Consensus should be reached for collaboration.


But the most important thing about consensus is that it is still true to put the order in the distributed environment? This is not allowed. shared storage exists in multiple cores. However, we can introduce similar things in the distributed architecture, such as a coordinator. In this way, the distributed architecture is transformed into a multi-core architecture.


Multi-core Programming Problems

As long as you compile a multi-threaded program, the operating system will automatically allocate you a cpu time slice.
Whether or not multi-core functions are related to the operating system and your program.

What is the difference between multi-core programming and single-core programming?

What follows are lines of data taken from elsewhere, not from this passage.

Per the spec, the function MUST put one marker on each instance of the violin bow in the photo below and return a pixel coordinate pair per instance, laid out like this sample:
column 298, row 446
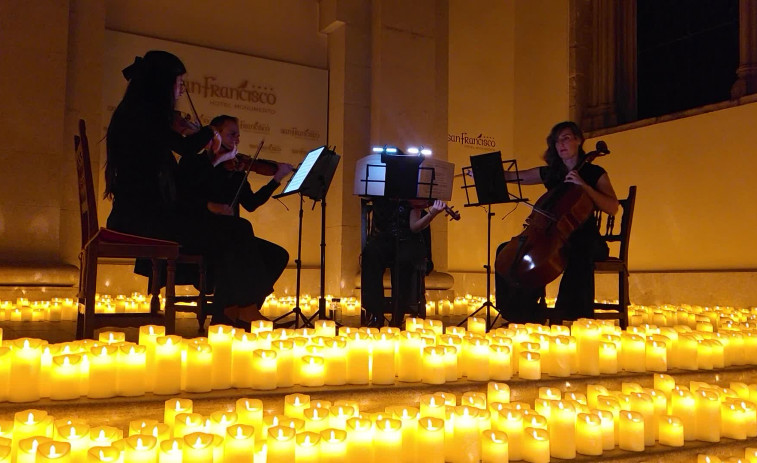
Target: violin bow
column 246, row 173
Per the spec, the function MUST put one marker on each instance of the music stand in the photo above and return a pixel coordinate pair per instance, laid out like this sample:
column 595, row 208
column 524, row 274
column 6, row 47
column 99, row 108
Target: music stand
column 491, row 188
column 312, row 179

Exclusive resource lock. Due to limited resources and unlimited concurrent programs, there is a conflict. We are about to use "Lock" to solve the problem.
Single Process/thread, not required.
Multi-process/thread, required.

Contact Us

The content source of this page is from Internet, which doesn't represent Alibaba Cloud's opinion; products and services mentioned on that page don't have any relationship with Alibaba Cloud. If the content of the page makes you feel confusing, please write us an email, we will handle the problem within 5 days after receiving your email.

If you find any instances of plagiarism from the community, please send an email to: info-contact@alibabacloud.com and provide relevant evidence. A staff member will contact you within 5 working days.

A Free Trial That Lets You Build Big!

Start building with 50+ products and up to 12 months usage for Elastic Compute Service

  • Sales Support

    1 on 1 presale consultation

  • After-Sales Support

    24/7 Technical Support 6 Free Tickets per Quarter Faster Response

  • Alibaba Cloud offers highly flexible support services tailored to meet your exact needs.